Eine Patientenverfügung des Vollmachtgebers ist in diesem Zusammenhang von dem Bevollmächtigten immer zu berücksichtigen, diese geht auch dem Ehegattenvertretungsrecht vor. Denn nach § 1829 Abs. 4 i.V.m. Abs. 5 BGB (§ 1904 Abs. 4 i.V.m.

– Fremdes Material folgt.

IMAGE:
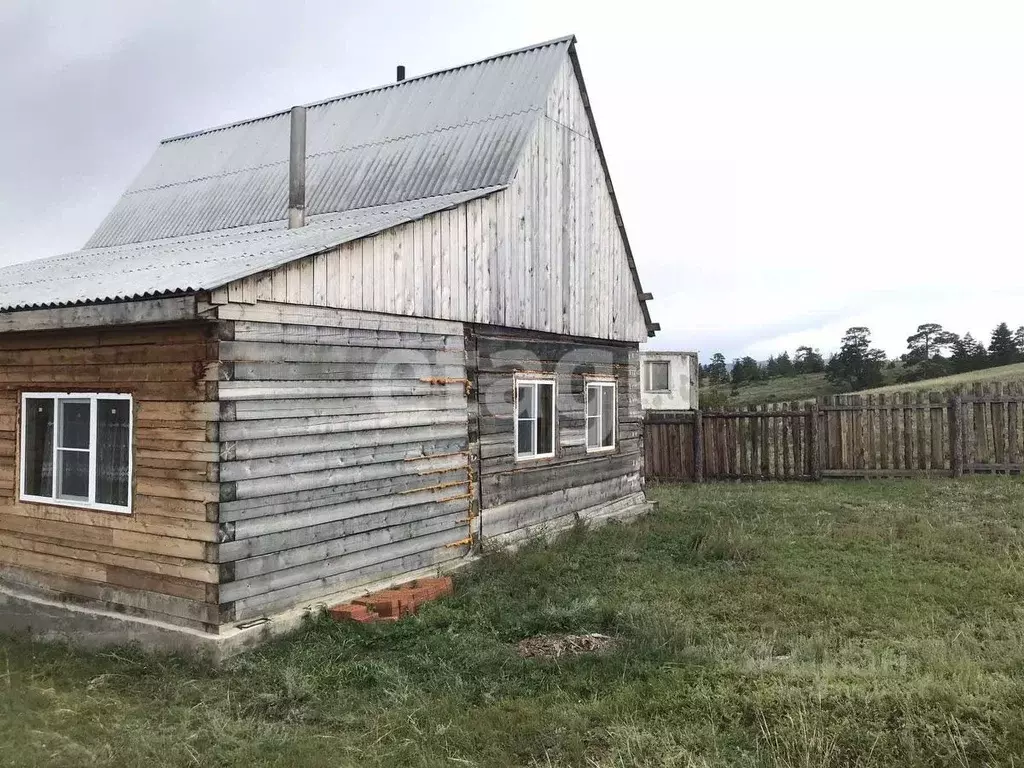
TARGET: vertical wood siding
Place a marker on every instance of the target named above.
(518, 499)
(160, 560)
(345, 452)
(545, 254)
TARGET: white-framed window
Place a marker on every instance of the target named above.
(77, 450)
(656, 376)
(535, 418)
(601, 413)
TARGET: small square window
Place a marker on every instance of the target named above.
(535, 422)
(601, 413)
(657, 376)
(76, 450)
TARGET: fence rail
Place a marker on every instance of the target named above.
(896, 435)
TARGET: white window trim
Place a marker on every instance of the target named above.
(518, 382)
(92, 397)
(647, 387)
(606, 384)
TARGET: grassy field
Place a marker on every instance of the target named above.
(858, 624)
(815, 385)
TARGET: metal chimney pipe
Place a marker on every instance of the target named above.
(297, 170)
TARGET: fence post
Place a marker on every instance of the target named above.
(956, 427)
(814, 448)
(697, 446)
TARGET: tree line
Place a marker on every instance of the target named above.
(932, 351)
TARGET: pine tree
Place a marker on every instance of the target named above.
(718, 372)
(929, 339)
(1001, 348)
(784, 366)
(809, 360)
(857, 365)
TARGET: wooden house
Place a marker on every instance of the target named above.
(351, 342)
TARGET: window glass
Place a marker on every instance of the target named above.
(545, 418)
(657, 376)
(73, 450)
(525, 400)
(38, 449)
(75, 424)
(113, 449)
(77, 449)
(607, 417)
(601, 415)
(535, 419)
(73, 475)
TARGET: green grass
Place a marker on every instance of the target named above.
(854, 624)
(785, 389)
(811, 386)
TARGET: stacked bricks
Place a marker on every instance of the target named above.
(392, 604)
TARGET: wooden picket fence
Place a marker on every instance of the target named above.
(897, 435)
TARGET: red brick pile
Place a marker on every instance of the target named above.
(392, 604)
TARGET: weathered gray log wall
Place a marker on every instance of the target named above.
(344, 452)
(522, 498)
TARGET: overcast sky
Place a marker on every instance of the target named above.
(785, 170)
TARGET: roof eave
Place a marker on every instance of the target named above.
(652, 327)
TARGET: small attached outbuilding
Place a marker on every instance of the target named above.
(670, 380)
(345, 344)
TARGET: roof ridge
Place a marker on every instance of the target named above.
(338, 151)
(192, 134)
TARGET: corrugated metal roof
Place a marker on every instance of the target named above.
(198, 262)
(437, 134)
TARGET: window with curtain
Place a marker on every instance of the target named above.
(601, 414)
(657, 376)
(76, 450)
(535, 424)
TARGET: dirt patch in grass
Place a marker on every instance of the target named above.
(557, 646)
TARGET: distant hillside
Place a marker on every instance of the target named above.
(1003, 374)
(810, 386)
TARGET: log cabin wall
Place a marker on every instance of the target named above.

Abs. 5 BGB a.F.) ist keine Genehmigung erforderlich, wenn zwischen Bevollmächtigtem und behandelndem Arzt Einvernehmen darüber besteht, dass die Erteilung, die Nichterteilung oder der Widerruf der Einwilligung dem nach § 1827 BGB (§ 1901a BGB a.F.) festgestellten Willen des Betroffenen – also dessen Anordnungen im Rahmen seiner Patientenverfügung oder dessen mutmaßlichem Willen – entspricht (zum Entscheidungsprozess über medizinische Maßnahmen siehe Rdn 106).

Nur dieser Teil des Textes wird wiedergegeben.